Introduction
Linear regression is one of the most basic and widely used techniques in statistics and machine learning. It helps us understand the relationship between input variables (like temperature, hours studied, etc.) and an output variable (like ice cream sales or exam scores). But did you know that this simple model can also be represented using a neural network?
At first glance, neural networks might seem complex—with layers, activations, and weights—but at their core, they’re built on simple mathematical operations. In fact, if we strip away the complexity and keep just the basics, a neural network can behave exactly like a linear regression model.
In this blog, we’ll explore how linear regression (both single and multiple input versions) can be expressed as a very simple neural network. This not only helps us understand neural networks better, but also shows how classical models and modern deep learning are more connected than we often realize.
A Basic Linear Regression Representated as Neural Network
Take a basic Linear Regression Model with p Independent variable and one Dependent Variable. We can represent it as y_i = b_0 + b_1 \times x_{1,i} + b_2 \times x_{2,i} + ... + b_p \times x_{p,i} + \epsilon_i
for i = 1, 2, ... , n
In matrix notation we can write y = X^T b + \epsilon
where, dimention of y is 1 \times n, dimention of b is 1 \times p and dimention of X is n \times p
Now, Let us consider a simple Neural Network with p input and one hidden layer with one node. Like below image
If we consider weights are b_1, b_2, ... ,b_p, Bias of the Node is b_0 and the activation function for this Node as
f(a_1, a_2, \dots, a_p) = \sum_{i=1}^p a_i
Then the output of the neural network will be
y = b_0 + b_1x_1 + b_2x_2 + ... + b_px_p
Which is same as Multiple Linear Regression.

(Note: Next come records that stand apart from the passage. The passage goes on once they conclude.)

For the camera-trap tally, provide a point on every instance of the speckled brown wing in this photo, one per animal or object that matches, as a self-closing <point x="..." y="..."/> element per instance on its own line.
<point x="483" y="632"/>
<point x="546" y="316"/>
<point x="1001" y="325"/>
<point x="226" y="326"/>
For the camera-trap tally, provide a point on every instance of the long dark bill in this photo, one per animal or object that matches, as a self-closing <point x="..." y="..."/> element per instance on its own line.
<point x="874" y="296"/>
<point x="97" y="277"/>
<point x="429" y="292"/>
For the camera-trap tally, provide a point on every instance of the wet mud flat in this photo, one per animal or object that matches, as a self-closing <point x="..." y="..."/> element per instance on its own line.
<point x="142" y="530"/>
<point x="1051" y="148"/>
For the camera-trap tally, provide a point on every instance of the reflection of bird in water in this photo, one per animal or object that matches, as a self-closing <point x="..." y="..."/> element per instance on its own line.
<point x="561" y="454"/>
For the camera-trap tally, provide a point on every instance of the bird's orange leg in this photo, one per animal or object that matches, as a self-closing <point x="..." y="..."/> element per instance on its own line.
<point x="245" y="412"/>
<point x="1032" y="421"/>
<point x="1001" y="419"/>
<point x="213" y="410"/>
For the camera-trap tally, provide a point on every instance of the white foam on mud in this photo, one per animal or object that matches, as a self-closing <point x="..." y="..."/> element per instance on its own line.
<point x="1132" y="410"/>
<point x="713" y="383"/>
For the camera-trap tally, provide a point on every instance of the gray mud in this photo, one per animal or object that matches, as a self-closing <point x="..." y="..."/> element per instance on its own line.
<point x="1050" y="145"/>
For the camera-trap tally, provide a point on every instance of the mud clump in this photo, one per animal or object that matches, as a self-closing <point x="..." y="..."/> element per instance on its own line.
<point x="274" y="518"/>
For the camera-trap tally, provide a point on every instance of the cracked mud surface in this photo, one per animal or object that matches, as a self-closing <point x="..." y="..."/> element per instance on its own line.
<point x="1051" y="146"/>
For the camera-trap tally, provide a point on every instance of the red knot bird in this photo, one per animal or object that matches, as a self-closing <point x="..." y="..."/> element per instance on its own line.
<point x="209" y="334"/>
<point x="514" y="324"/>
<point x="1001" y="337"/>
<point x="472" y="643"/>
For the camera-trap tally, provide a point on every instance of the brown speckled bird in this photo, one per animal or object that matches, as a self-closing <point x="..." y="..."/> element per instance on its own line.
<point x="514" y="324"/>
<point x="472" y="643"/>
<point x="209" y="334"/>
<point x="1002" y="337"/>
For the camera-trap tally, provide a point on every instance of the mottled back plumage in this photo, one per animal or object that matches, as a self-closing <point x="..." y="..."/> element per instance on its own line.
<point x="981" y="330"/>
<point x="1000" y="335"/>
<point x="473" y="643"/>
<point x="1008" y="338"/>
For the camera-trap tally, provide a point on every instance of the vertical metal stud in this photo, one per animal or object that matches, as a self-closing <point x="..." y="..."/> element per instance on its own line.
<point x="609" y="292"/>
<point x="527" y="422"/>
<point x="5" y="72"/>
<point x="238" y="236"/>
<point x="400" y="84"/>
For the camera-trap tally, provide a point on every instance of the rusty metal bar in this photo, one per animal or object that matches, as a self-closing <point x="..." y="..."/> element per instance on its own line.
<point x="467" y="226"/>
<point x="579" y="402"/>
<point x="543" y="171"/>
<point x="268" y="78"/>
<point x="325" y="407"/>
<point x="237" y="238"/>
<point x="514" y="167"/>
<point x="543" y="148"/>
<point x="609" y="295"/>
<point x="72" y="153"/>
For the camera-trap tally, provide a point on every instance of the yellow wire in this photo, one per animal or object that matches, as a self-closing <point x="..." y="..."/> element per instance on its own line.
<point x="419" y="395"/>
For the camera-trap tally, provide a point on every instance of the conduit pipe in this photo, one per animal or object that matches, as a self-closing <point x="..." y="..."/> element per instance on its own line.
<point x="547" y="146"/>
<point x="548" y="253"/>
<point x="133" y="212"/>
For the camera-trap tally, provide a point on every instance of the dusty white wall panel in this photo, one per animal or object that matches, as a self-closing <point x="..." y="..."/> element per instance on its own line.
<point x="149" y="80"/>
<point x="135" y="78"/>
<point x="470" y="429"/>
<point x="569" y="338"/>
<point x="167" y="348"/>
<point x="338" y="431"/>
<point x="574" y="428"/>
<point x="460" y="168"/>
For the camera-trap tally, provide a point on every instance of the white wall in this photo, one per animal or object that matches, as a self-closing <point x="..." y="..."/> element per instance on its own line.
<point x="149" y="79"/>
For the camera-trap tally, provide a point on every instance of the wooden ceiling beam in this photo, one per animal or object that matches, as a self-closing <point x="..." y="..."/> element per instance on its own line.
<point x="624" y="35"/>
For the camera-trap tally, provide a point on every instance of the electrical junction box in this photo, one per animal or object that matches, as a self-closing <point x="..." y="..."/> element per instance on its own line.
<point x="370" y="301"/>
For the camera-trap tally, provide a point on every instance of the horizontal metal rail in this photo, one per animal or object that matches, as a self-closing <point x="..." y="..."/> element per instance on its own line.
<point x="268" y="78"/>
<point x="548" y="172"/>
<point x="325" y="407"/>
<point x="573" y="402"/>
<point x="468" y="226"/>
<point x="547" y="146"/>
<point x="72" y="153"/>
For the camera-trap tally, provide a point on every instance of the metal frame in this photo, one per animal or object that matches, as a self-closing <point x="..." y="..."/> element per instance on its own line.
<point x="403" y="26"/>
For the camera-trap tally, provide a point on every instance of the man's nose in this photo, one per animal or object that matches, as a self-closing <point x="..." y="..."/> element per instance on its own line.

Neural Network with Multiple Node and One Layer
Let’s consider a Neural Network with 3 Nodes and One Layer (Since this is Regression we need a single output Node to combine all the outputs from the first Layer).
We have p Independent variables and one Dependent variable (Same as above). We have an Activation Function for all Nodes the same as before. Weight for the first Node is defined as b_{1,i} for i=1,2,\dots,p. Similarly for second Node b_{2,i}.
We have already seen output of first Node y_1 can be expressed as a Linear Regression y_1=x^T.b_1. Similarly y_2=x^T.b_2 and y_3=x^T.b_3. Which are 3 different Linear Regressions.
In Matrix form we can write: \begin{bmatrix}y_1 \\ y_2 \\ y_3 \end{bmatrix} = \begin{bmatrix} b_{1,0} & b_{1,1} & b_{1,2} & \dots & b_{1,p}\\ b_{2,0} & b_{2,1} & b_{2,2} & \dots & b_{2,p}\\ b_{3,0} & b_{3,1} & b_{3,2} & \dots & b_{3,p}\\ \vdots & \vdots & \vdots & & \vdots\\ b_{p,0} & b_{p,1} & b_{p,2} & \dots & b_{p,p} \end{bmatrix} \begin{bmatrix} x_{1}\\ x_{2} \\ \vdots \\ x_{p} \end{bmatrix} \\ y^* = Wx^*
Where, W is the weight Matrix of the first Layer.
In the Output Node we will combine all the output of the First Layer. If the weights of Output Node is c_1,c_2 and c_3, then by the same Matrix Notation we can write Final Output
\hat{y} = c_0 + c_1y_1 + c_2y_2 + c_3y_3 = \begin{bmatrix} c_0 & c_1 & c_2 & c_3 \end{bmatrix} \begin{bmatrix} 1 \\ y_1 \\ y_2 \\ y_3 \end{bmatrix}\\ \hat{y} = c^Ty^{**}\\ \hat{y} = c^TWx\\ \hat{y} = W^*x\\ Pushing the similar idea we can represent any Neural Network with Linear Activation Function as combination of Multiple Linear Regressions.